Palabra:
Nada hagáis por contienda o por vanagloria; antes bien con humildad, estimando cada uno a los demás como superiores a él mismo. (Filipenses 2:3)
Jesucristo fue obediente hasta la muerte (Fil 2.8). Aunque algunos cristianos hoy pueden ser llamados a dar su vida para la gloria de Dios, la mayoría de nosotros no enfrentamos ese martirio. Sin embargo, la muerte que se nos pide no es menos real. Morimos al yo personal.
Los seres humanos queremos que las cosas se hagan a nuestra manera, en nuestro momento, y en nuestros términos. Pero Jesús dijo que cualquiera que quiera seguirlo debe negarse a sí mismo (Mt 16.24a). Eso cubre, por supuesto, cuestiones obvias como los hábitos pecaminosos y los malos pensamientos. Pero también significa que a veces rechazamos cosas buenas porque llegan en el momento equivocado o no encajan en el plan de Dios.
Para un no creyente, el compromiso de los cristianos de obedecer debe parecer extraño, especialmente cuando las manos vacías escogen llevar una cruz (v. 24b). A veces, seguir al Señor implica sufrimiento. Lo que los no creyentes no pueden ver ni experimentar, es la profunda satisfacción que tenemos los cristianos cuando hacemos lo correcto. Jesús dijo una vez: “Mi comida es que haga la voluntad del que me envió, y que acabe su obra” (Jn 4.34). Lo que el alimento es para el cuerpo, lo es la obediencia para el alma y el espíritu. Trabajar para Dios nutre, vigoriza, fortalece e ilumina, dándonos más satisfacción que los placeres.

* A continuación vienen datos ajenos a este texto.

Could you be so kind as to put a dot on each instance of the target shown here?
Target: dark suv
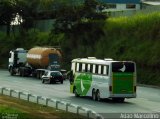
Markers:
(52, 77)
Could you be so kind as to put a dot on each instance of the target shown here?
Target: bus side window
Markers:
(96, 69)
(102, 69)
(88, 68)
(91, 68)
(80, 67)
(77, 67)
(83, 67)
(105, 70)
(99, 69)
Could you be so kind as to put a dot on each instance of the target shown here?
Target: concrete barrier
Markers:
(89, 113)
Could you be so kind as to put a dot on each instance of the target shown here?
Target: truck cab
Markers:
(17, 58)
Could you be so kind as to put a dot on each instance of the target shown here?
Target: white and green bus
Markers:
(106, 78)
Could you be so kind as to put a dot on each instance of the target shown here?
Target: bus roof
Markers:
(96, 61)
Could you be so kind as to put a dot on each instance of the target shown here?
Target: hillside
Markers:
(135, 38)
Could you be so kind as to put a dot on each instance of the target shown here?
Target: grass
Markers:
(26, 110)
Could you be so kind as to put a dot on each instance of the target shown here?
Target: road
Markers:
(147, 101)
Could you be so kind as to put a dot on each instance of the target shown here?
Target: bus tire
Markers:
(93, 94)
(98, 97)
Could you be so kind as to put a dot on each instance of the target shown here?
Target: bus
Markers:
(103, 78)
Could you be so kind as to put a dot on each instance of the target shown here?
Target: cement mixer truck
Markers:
(34, 62)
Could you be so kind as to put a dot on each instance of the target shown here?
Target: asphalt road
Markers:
(147, 101)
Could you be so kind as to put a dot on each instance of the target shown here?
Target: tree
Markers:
(7, 13)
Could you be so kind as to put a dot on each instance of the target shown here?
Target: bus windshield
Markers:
(123, 67)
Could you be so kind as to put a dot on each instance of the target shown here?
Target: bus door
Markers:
(123, 77)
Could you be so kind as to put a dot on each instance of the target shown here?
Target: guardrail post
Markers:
(2, 90)
(57, 104)
(67, 105)
(88, 113)
(38, 99)
(78, 107)
(47, 100)
(19, 95)
(28, 95)
(98, 117)
(10, 93)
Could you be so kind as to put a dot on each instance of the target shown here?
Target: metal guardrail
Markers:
(89, 113)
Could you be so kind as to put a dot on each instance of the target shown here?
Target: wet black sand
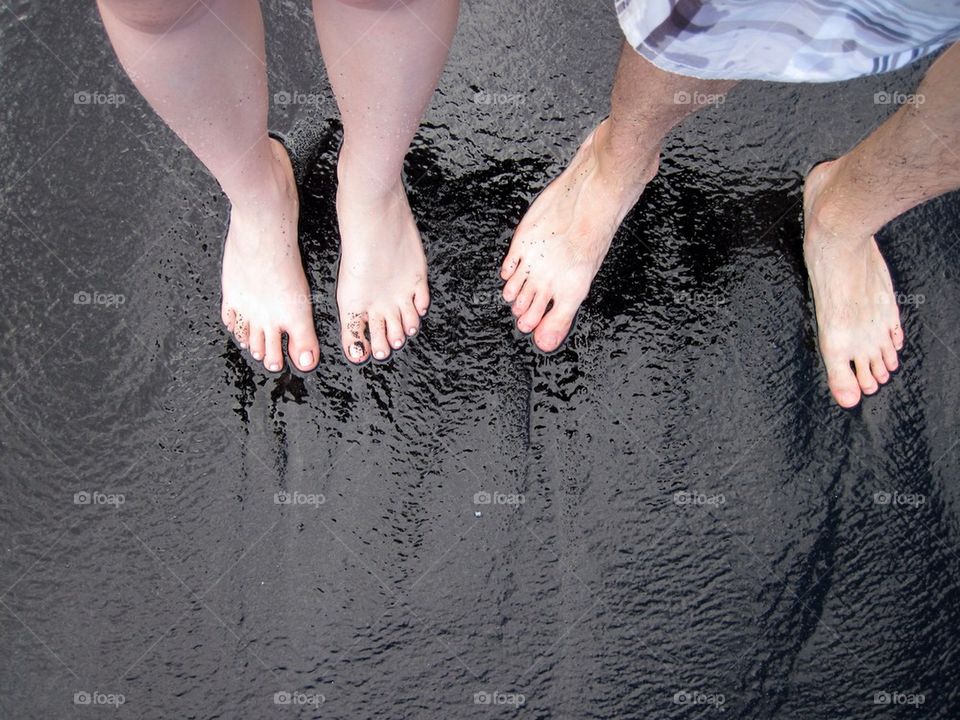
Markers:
(786, 585)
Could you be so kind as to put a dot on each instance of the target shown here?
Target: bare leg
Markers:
(200, 65)
(910, 158)
(383, 58)
(562, 240)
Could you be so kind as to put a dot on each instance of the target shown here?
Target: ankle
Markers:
(832, 213)
(264, 185)
(625, 156)
(365, 182)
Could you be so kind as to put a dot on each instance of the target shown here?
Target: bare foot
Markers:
(265, 291)
(382, 282)
(857, 316)
(562, 240)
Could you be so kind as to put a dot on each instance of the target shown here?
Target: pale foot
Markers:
(858, 320)
(265, 291)
(562, 240)
(382, 282)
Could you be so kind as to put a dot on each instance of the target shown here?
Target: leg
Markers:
(200, 65)
(910, 158)
(383, 58)
(562, 240)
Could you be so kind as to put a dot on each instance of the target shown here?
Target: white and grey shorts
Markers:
(787, 40)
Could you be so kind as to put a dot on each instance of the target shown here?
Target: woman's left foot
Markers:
(857, 316)
(382, 282)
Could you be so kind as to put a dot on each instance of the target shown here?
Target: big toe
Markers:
(302, 346)
(555, 326)
(842, 381)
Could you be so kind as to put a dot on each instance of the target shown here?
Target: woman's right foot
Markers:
(265, 291)
(858, 321)
(382, 281)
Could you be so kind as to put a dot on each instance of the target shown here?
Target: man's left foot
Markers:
(562, 240)
(858, 320)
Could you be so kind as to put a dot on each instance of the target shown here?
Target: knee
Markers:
(154, 16)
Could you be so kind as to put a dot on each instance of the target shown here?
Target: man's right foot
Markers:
(858, 321)
(562, 240)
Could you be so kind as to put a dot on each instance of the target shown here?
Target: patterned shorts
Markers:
(787, 40)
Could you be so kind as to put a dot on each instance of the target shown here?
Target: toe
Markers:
(241, 330)
(257, 343)
(531, 318)
(867, 382)
(353, 337)
(273, 354)
(843, 383)
(228, 316)
(878, 369)
(512, 289)
(555, 325)
(302, 346)
(410, 318)
(889, 355)
(421, 300)
(378, 337)
(395, 333)
(524, 300)
(896, 335)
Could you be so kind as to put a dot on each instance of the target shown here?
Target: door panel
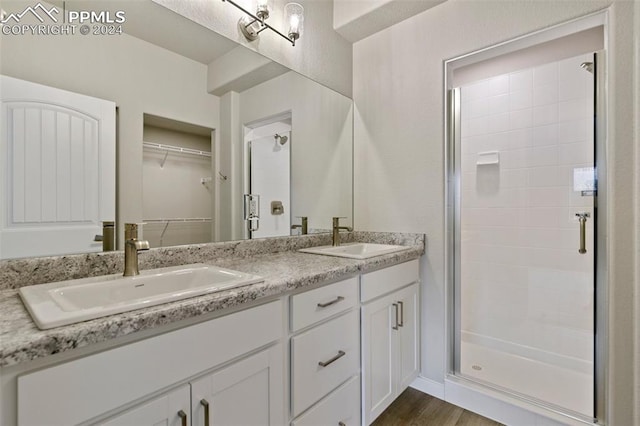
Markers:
(525, 163)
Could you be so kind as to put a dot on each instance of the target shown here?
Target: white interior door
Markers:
(58, 170)
(270, 171)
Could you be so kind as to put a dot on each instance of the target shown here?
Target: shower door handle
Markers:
(582, 219)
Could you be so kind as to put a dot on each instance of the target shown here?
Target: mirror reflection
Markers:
(211, 141)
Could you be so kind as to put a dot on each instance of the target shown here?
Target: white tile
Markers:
(547, 197)
(514, 159)
(499, 85)
(519, 139)
(513, 178)
(475, 91)
(498, 104)
(544, 176)
(575, 153)
(498, 123)
(521, 80)
(544, 95)
(520, 119)
(575, 130)
(543, 156)
(544, 217)
(475, 144)
(545, 135)
(520, 100)
(573, 110)
(477, 126)
(476, 108)
(545, 75)
(547, 114)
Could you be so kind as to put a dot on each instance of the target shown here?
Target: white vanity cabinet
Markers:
(140, 383)
(325, 355)
(390, 335)
(169, 409)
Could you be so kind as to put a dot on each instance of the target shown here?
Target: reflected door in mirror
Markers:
(57, 184)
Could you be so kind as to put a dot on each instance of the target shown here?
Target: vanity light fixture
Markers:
(252, 25)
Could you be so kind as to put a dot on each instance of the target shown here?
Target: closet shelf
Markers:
(179, 219)
(171, 148)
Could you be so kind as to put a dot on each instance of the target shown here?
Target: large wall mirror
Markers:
(212, 141)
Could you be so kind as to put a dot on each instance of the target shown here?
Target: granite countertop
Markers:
(283, 272)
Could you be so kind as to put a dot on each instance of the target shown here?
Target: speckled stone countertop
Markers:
(283, 269)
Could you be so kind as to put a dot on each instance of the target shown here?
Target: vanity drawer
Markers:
(377, 283)
(315, 305)
(335, 344)
(341, 407)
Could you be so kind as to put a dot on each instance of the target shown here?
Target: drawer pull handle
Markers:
(395, 327)
(332, 360)
(333, 302)
(205, 404)
(183, 417)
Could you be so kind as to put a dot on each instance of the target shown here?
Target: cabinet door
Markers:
(170, 409)
(379, 360)
(248, 392)
(409, 361)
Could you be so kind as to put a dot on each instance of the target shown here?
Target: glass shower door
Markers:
(525, 233)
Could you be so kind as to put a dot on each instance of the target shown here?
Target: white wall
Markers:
(321, 53)
(321, 149)
(173, 189)
(399, 140)
(139, 77)
(525, 289)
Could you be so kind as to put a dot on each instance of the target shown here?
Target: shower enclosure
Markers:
(524, 223)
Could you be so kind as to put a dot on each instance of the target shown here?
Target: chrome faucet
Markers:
(335, 240)
(132, 245)
(304, 226)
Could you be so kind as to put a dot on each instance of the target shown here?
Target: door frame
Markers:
(461, 387)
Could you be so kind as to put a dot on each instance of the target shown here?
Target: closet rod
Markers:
(179, 219)
(178, 149)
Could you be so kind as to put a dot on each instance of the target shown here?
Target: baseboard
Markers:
(428, 386)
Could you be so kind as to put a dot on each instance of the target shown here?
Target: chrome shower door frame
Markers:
(452, 216)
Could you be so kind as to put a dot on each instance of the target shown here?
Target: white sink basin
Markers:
(67, 302)
(355, 250)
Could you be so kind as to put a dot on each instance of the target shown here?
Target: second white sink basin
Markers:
(355, 250)
(67, 302)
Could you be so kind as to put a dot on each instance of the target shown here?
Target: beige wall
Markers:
(399, 140)
(139, 77)
(321, 148)
(320, 54)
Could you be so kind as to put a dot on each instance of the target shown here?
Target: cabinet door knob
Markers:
(395, 306)
(205, 404)
(333, 302)
(183, 417)
(332, 360)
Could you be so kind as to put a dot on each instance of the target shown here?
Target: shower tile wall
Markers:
(524, 287)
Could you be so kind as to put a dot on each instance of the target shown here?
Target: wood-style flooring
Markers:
(416, 408)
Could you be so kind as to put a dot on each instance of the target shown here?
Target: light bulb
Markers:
(294, 16)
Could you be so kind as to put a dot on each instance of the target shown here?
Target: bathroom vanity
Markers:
(300, 348)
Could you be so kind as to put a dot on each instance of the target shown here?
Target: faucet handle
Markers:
(130, 231)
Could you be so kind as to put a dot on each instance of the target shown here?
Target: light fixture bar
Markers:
(262, 22)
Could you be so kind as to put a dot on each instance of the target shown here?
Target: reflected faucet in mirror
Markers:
(335, 240)
(304, 225)
(132, 246)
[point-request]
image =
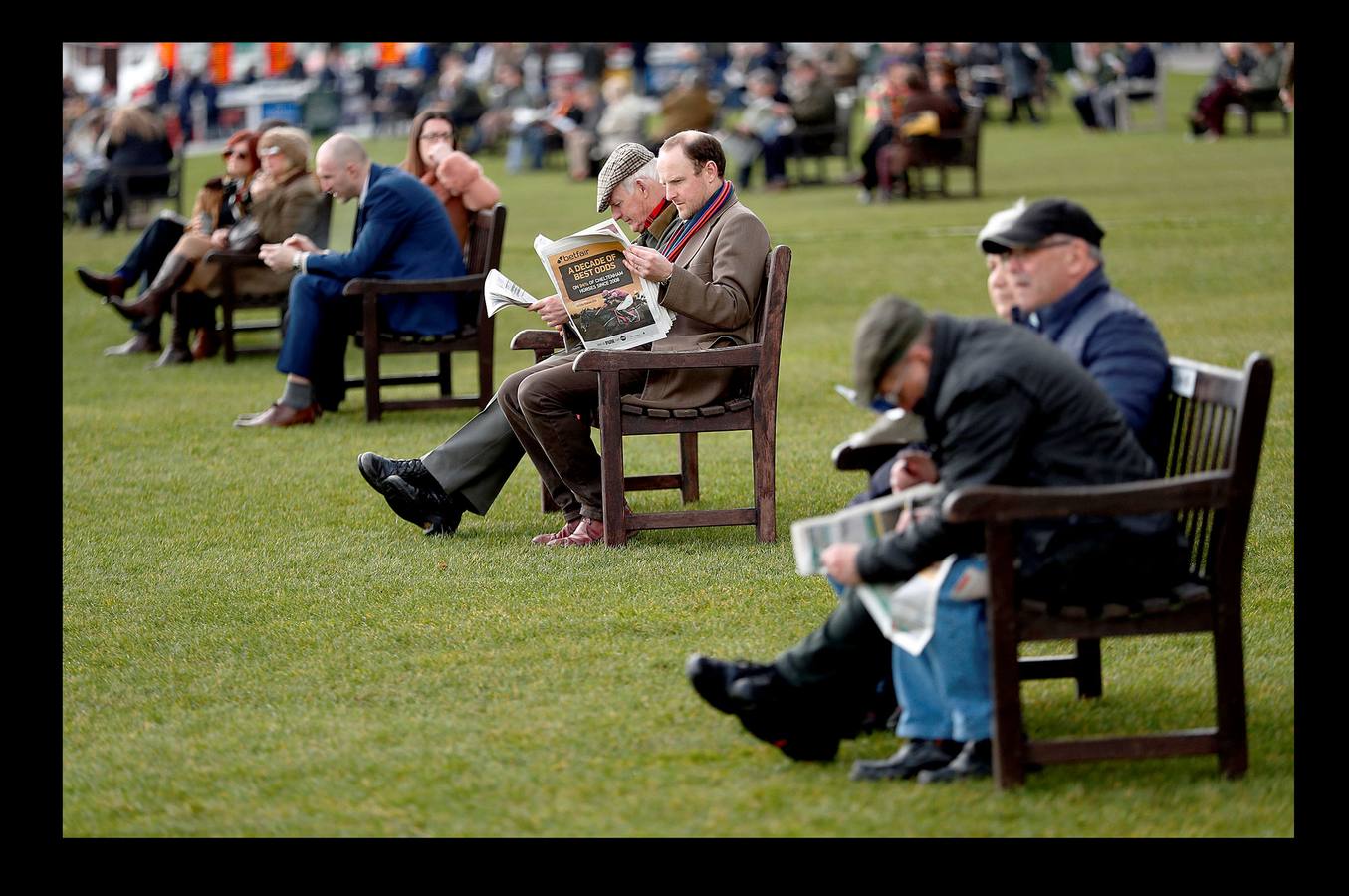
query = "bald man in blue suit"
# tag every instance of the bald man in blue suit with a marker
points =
(402, 232)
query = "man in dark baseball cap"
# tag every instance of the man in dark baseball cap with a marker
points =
(1052, 257)
(1043, 220)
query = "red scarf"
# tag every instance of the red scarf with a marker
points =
(656, 213)
(677, 236)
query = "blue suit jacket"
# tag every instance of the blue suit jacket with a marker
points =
(402, 232)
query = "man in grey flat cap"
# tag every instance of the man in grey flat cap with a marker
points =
(1002, 406)
(468, 470)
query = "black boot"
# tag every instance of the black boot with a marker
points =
(178, 352)
(174, 272)
(106, 285)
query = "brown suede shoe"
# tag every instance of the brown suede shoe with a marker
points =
(562, 534)
(100, 284)
(281, 416)
(137, 344)
(206, 344)
(587, 534)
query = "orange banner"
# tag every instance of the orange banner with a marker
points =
(278, 57)
(387, 53)
(220, 56)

Aunque la autonegación duele, obedecer a Dios produce gozo. Los creyentes que escogen la sumisión a Él entienden lo que quiero decir. El contentamiento se encuentra en la cercanía al Señor, sentir su aprobación, y esperar escuchar: “¡Hiciste bien, siervo bueno y fiel! (Mt 25.21 NVI).
Oración:
Señor, Ayúdame, para que en humildad, y temor mi caminar contigo sea de completo agrado a ti, de forma que pueda ser testimonio para aquellos que no te conocen.